Last Updated 11:19 a.m. ET

BEIRUT Lebanese soldiers fired guns and tear gas to push back hundreds of protesters who broke through a police cordon and tried to storm the government headquarters in Beirut. The enraged crowd came from the funeral of a top Lebanese intelligence official assassinated in a massive car bombing.

The protesters blame Friday's killing on Syria — and they consider the government in Beirut to be far too close to the regime there. Lebanon for much of the past 30 years has lived under Syrian military and political domination.

Former Lebanese Prime Minister Fuad Saniora appealed for calm.

"The use of violence is unacceptable and does not represent the image that we want," Saniora said in a televised address. "We appreciate the feelings of the people."

Several hundred protesters made it to within 50 yards of the entrance of Lebanon's government palace, with thousands more behind them. The gunfire appeared to push the crowd back.

Lebanese security forces fire in the air during clashes after the funeral of Brig. Gen. Wissam al-Hassan who was assassinated on Friday by a car bomb in Beirut, Lebanon, Sunday Oct. 21, 2012. AP Photo/Hussein Malla

Army commandoes marched into the streets wielding clubs.

The crowd had marched from Martrys Square, where thousands of people had turned out for Brig. Gen. Wissam al-Hassan's funeral. Al-Hassan, 47, was a powerful opponent of Syria in Lebanon. He headed an investigation over the summer that led to the arrest of former Information Minister Michel Samaha, a Lebanese politician who was one of Syria's most loyal allies in Lebanon. He was among eight people killed in the attack on Friday.

"He was killed while he was defending his country," said Samer al-Hirri, who traveled from northern Lebanon to attend the funeral.

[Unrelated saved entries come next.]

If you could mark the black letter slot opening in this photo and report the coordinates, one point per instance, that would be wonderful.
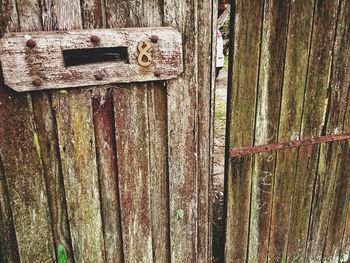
(76, 57)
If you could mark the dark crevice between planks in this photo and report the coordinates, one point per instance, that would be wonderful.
(106, 157)
(8, 239)
(49, 152)
(228, 121)
(278, 126)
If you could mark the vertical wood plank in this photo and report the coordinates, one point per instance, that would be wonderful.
(132, 139)
(157, 119)
(103, 115)
(182, 136)
(295, 72)
(330, 153)
(21, 154)
(8, 242)
(273, 48)
(94, 16)
(139, 13)
(47, 137)
(73, 112)
(338, 213)
(80, 181)
(243, 78)
(205, 89)
(314, 110)
(25, 177)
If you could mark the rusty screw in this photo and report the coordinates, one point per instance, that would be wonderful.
(154, 39)
(95, 39)
(37, 82)
(31, 43)
(99, 77)
(157, 73)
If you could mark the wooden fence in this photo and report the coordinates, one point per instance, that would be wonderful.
(289, 79)
(116, 173)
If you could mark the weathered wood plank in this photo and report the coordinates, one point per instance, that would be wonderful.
(73, 112)
(8, 242)
(47, 138)
(25, 177)
(273, 48)
(59, 15)
(22, 64)
(132, 137)
(238, 212)
(157, 119)
(339, 208)
(243, 79)
(294, 79)
(94, 16)
(22, 162)
(345, 248)
(182, 136)
(103, 115)
(314, 110)
(329, 160)
(205, 141)
(136, 14)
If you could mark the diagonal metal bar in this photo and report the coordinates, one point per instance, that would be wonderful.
(288, 144)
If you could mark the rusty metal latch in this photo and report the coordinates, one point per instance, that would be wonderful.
(66, 59)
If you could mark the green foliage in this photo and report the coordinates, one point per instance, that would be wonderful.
(61, 254)
(220, 117)
(180, 213)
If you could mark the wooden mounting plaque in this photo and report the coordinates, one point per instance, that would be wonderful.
(44, 66)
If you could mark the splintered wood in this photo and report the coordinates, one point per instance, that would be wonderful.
(38, 60)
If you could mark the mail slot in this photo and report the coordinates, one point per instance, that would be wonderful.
(67, 59)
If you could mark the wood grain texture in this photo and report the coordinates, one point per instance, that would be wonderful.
(329, 160)
(73, 112)
(157, 119)
(8, 242)
(273, 48)
(295, 72)
(47, 138)
(205, 141)
(183, 136)
(339, 208)
(21, 157)
(137, 14)
(25, 177)
(242, 89)
(132, 139)
(21, 64)
(103, 115)
(313, 119)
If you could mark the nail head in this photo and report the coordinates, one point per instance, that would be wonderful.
(154, 39)
(37, 82)
(95, 39)
(31, 43)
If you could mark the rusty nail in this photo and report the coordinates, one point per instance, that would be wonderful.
(154, 39)
(31, 43)
(99, 77)
(95, 39)
(37, 82)
(157, 73)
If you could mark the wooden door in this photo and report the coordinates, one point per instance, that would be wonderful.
(111, 173)
(287, 163)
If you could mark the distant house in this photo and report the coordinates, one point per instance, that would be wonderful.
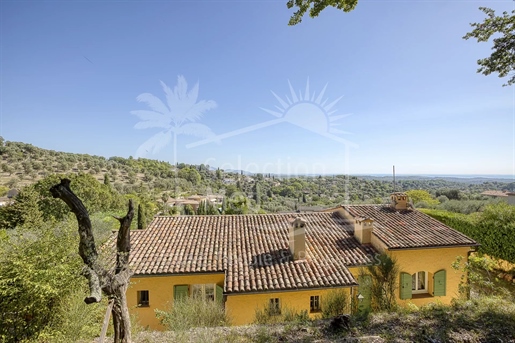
(249, 262)
(508, 196)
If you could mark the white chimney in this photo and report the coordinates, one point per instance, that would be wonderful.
(297, 238)
(363, 229)
(399, 201)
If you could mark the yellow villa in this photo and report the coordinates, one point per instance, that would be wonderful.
(248, 262)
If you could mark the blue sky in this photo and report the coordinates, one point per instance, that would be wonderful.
(71, 73)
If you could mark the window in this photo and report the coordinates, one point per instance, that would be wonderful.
(143, 299)
(274, 307)
(419, 282)
(206, 291)
(314, 303)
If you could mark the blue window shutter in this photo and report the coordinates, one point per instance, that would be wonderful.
(439, 283)
(405, 286)
(180, 292)
(219, 294)
(365, 289)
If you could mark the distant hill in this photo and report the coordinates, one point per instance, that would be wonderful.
(22, 164)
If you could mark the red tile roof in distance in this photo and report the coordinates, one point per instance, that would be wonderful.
(408, 228)
(252, 250)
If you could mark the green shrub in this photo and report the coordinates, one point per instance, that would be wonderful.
(287, 315)
(192, 312)
(334, 303)
(73, 320)
(493, 228)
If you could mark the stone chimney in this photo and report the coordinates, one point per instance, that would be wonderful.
(399, 201)
(297, 238)
(363, 229)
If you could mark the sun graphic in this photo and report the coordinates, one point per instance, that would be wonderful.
(308, 112)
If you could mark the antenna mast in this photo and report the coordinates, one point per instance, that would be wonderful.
(394, 185)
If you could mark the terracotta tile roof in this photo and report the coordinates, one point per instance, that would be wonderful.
(252, 250)
(408, 229)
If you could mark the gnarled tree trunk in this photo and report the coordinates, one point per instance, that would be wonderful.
(113, 284)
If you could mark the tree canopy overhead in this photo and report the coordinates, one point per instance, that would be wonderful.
(317, 6)
(502, 59)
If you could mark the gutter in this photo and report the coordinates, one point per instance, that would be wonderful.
(437, 247)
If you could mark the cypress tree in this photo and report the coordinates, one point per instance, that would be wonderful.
(141, 218)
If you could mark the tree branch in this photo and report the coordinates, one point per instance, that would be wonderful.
(87, 248)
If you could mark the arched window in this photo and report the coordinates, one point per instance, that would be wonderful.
(419, 282)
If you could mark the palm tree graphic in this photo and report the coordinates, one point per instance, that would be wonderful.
(176, 117)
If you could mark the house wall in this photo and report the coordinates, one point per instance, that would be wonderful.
(431, 261)
(241, 308)
(161, 293)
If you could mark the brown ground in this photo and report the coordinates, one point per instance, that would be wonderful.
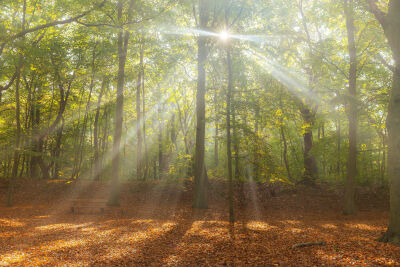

Even before Friday's bombing, the civil war in neighboring Syria had set off violence in Lebanon and deepened tensions between supporters and opponents of President Bashar Assad's regime. The attack heightened fears that Lebanon could easily plunge back into cycles of sectarian violence and reprisal that have haunted it for decades.

France's foreign minister said it was likely that Assad's government had a hand in the assassination. Laurent Fabius told Europe-1 radio that while it was not fully clear who was behind the attack, it was "probable" that Syria played a role.

"Everything suggests that it's an extension of the Syrian tragedy," he said.